Assume la Ro. Ca. che il Tribunale ha erroneamente interpretato l' art. 1120 c.c. che tutela il decoro architettonico,
escludendo che questo risultasse leso nonostante che il consulente tecnico d'ufficio avesse rilevato le modifiche
apportate all'aspetto, alla simmetria e all'armonica fisionomia del fabbricato dalla chiusura di un balcone con infusi in
alluminio per la realizzazione di una veranda. Osserva la ricorrente che il Tribunale ha omesso una qualsiasi
motivazione sul punto, atteso che l'immobile, a seguito dell'innovazione, risultava modificato nella sua consistenza e
nell'aspetto originario, comune a tutti gli altri appartamenti. Nella specie, secondo la ricorrente, ricorrerebbe anche
una violazione dell'art. 1102 c.c. perché la chiusura del balcone aveva determinato non solo una modifica estetica, ma
anche una trasformazione della struttura e della destinazione d'uso del bene comune, essendo stata demolita parte
del muro esterno perimetrale. Ne conclude la ricorrente che sul punto la sentenza è apodittica e priva di ogni
motivazione.
Con il quarto motivo la ricorrente denuncia violazione e falsa applicazione dell'art. 1102 c.c. e insufficiente motivazione
sul punto, relativamente alla statuizione del Tribunale che ha escluso l'uso illecito della cosa comune per la
installazione di cavi elettrici e del relativo contatore nell'androne condominiale. Sul punto la ricorrente assume che la
violazione dell'art. 1102 sarebbe dimostrata quanto meno dalla impossibilità per gli altri condomini di fare un identico
uso dell'androne, perché la sua consistenza non lo consentirebbe materialmente, come dimostrato dalla consulenza
tecnica di parte prodotta.
Anche il terzo e il quarto motivo, che possono essere esaminati congiuntamente per la loro evidente connessione,
appaiono infondati.
Il Tribunale ha escluso che nella specie si potesse profilare una lesione del decoro architettonico del fabbricato sulla
base di una valutazione ancorata alla descrizione e ai rilievi effettuati dal consulente tecnico e supportata da
argomentazioni che appaiono adeguate e immuni da vizi logici o giuridici. Ne consegue che le censure mosse dalla
ricorrente si risolvono nella pretesa di rivalutare i fatti di causa e, in particolare, la incidenza delle opere eseguite sulle
linee e sull'armonia architettonica del fabbricato, pretesa che non può trovare ingresso in questa sede.
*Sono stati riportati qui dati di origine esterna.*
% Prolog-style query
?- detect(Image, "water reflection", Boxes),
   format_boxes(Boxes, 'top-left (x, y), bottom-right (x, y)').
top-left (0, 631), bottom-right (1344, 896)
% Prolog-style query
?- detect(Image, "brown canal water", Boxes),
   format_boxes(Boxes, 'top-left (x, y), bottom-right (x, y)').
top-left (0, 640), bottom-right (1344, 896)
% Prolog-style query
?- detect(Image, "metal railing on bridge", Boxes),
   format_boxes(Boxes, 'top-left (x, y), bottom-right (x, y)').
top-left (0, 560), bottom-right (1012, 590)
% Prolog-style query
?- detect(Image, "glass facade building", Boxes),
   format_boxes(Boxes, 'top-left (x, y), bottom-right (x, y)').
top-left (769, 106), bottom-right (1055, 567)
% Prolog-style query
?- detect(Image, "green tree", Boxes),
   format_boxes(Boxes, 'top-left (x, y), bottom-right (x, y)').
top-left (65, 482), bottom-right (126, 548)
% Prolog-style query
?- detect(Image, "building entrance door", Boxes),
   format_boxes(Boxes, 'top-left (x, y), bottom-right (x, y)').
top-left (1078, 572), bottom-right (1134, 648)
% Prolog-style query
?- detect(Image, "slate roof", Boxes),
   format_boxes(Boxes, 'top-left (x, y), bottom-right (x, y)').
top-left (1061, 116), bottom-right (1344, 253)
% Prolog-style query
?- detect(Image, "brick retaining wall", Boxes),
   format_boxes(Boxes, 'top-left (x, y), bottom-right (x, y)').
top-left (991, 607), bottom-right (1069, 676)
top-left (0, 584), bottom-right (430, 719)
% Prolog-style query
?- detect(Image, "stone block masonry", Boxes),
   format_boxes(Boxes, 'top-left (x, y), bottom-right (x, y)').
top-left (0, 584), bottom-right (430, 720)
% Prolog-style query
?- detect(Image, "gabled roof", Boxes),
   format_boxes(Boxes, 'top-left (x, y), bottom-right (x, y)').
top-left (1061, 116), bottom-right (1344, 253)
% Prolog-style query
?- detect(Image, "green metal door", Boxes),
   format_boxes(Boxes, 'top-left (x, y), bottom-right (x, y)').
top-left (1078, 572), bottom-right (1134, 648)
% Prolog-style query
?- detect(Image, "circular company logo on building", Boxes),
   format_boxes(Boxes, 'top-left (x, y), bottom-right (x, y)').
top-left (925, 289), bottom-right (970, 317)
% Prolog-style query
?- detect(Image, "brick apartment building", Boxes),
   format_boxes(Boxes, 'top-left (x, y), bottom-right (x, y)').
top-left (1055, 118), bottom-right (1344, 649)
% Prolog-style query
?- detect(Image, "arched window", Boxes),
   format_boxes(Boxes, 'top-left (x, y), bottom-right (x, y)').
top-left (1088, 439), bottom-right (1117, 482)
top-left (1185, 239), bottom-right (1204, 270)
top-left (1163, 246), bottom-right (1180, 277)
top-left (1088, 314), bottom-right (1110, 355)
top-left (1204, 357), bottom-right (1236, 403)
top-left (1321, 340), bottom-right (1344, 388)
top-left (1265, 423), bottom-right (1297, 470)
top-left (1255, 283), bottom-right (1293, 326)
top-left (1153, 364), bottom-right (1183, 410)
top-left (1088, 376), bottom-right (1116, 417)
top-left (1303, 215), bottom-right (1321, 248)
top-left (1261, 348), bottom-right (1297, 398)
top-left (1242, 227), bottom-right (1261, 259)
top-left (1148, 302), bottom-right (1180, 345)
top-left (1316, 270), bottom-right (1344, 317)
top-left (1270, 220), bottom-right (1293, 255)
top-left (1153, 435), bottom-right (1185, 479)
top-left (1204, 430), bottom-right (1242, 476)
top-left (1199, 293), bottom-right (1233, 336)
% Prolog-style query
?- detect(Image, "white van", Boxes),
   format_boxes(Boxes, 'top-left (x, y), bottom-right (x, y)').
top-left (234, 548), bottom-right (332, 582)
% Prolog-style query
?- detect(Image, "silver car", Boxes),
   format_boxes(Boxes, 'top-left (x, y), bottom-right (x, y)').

Anche la pretesa violazione del disposto dell'art. 01/01/02 c.c. si risolve in una censura di merito, in quanto con essa si
contesta la rispondenza al vero delle circostanze di fatto affermate dal Tribunale, secondo cui l'uso dell'androne per
l'appoggio del contatore elettrico e dei muri comuni per il passaggio dei cavi non deborda dai limiti dell'utilizzazione
lecita prevista dall'art. 1102 c.c. e perché non è stato neppure dedotto (e comunque non provato) che si siano
prodotti effetti lesivi per il bene comune, o ne siano stati compromessi il decoro, la sicurezza e ogni altra essenziale
caratteristica.
Deve quindi concludersi per il rigetto del ricorso.
Si ravvisano giusti motivi per compensare integralmente le spese del giudizio tra le parti.
P.Q.M.
La Corte rigetta il ricorso e compensa le spese del giudizio.